こういうふうに書けば昔なら不敬罪になるかもしれませんが、ながい年月をかけて構築した歴史や文化を手放そうとは国民はしていないはずです。宮内庁や政府の責任は今後の日本のことを思うと重大でもっとしっかりしなければという気持ちは、わたしたち国民に多くあるのではないでしょうか。なぜこうも大騒ぎになるのかと考えれば、それは「権威」を殊更に守ろうとする国民の力が働いているからです。庶民になるのならば護衛もつけず二人でやっていけばいいだけのことですが、それを宮内庁や国民が許さないのも「権威」を守ろうとするからです。皇室を愚弄するような説明不足をふさわしくないと言うのも「権威」が邪魔をするからです。
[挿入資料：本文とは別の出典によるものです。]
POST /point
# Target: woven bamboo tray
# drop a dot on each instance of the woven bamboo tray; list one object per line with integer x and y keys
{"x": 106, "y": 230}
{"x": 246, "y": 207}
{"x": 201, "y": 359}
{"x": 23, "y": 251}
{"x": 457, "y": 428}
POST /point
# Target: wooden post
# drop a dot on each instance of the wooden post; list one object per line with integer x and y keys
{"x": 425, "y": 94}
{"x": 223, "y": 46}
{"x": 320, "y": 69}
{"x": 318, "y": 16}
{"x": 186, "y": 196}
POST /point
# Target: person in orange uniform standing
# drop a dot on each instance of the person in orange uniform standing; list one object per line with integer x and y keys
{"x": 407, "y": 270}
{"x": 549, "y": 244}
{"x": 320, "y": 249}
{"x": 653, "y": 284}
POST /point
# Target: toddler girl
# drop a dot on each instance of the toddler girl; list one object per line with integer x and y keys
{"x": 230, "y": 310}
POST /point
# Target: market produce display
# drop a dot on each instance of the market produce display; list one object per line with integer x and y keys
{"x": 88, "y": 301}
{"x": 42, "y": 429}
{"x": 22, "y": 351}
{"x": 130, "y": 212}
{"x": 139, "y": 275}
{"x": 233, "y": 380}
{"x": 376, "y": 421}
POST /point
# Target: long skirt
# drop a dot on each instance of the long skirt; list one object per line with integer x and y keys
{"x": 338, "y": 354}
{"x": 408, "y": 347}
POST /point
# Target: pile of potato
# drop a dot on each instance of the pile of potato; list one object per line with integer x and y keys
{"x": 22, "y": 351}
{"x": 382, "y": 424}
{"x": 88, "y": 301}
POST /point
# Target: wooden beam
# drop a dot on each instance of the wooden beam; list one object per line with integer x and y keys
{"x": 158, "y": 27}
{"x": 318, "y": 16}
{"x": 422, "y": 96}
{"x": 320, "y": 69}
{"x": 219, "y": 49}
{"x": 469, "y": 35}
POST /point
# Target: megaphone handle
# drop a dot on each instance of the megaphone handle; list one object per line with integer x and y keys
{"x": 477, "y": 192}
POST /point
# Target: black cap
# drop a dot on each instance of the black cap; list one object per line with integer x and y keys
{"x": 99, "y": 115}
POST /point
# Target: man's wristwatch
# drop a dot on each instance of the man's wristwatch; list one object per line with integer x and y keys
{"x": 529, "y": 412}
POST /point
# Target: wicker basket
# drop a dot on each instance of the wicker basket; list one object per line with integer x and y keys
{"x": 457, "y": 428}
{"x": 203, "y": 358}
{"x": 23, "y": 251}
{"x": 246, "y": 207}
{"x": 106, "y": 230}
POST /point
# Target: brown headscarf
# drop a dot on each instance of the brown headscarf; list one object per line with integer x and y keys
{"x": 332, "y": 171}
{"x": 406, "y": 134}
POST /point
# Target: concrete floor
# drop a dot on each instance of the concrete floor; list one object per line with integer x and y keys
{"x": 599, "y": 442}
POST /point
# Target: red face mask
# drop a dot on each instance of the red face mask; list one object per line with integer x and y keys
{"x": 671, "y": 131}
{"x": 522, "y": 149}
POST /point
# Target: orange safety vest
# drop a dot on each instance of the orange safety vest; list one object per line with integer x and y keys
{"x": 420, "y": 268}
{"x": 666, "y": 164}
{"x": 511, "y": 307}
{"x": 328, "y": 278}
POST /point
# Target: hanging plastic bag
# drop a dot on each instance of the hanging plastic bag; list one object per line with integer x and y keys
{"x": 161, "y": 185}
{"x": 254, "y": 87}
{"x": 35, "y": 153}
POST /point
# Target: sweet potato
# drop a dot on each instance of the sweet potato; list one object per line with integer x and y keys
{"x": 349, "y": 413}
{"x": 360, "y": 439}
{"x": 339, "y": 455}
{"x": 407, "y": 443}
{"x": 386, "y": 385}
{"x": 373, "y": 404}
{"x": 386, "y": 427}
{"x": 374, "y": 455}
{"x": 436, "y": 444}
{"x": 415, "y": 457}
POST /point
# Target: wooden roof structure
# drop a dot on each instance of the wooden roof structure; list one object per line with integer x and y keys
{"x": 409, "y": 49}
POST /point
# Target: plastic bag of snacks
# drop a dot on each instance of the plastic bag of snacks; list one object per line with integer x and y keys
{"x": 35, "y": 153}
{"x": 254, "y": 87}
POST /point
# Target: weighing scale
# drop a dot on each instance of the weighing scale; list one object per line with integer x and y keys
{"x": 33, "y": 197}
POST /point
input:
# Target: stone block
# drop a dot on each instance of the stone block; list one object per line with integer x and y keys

また彼らも「権威」を利用していると見るからです。実際、婚約者でなければ留学も大学の入学も可能だったかという疑問もわたしたちにはあるはずです。恋は盲目というだけでは片づけられないものがあるはずです。どうなるのかわかりませんがそれでもわたしは象徴天皇の存在を支持します。個人のための「権力」は困りますが国家の歴史や文化の継承のための「権威」は存在したほうがいいと考えます。日本で古くから最も文字が書き残されているのが天皇です。それは『稗史』も『偽史』もある歴史ですが、その中から真実の歴史を探さなければいけないのですが、現実は決してそういうことにはなっていません。焚書は歴史の常ですし権力者や罪を問われる者は必ずそのことをやってしまいます。秦の焚書坑儒からナチス・ドイツや日本の敗戦時の焚書は絶えることがありません。現在でも官僚が自分たちの不都合を隠すためにメールを消去したり、資料を断裁してしまうのは大罪でながい目で見れば歴史をわからなくしてしまう暴挙となります。その中で日本の天皇天武天皇の時代から歴史ははっきりしていますし、それが日本人の歴史ともなっています。そんな貴重なことをなくなしてしまうのはどうかという気持ちになります。天武天皇が『日本書紀』を書かせる前にはもっと古い文章があったといわれていますが、それらを焚書したとされる今、新しい古文書が発見されないかぎり歴史を遡っていくということは不可能です。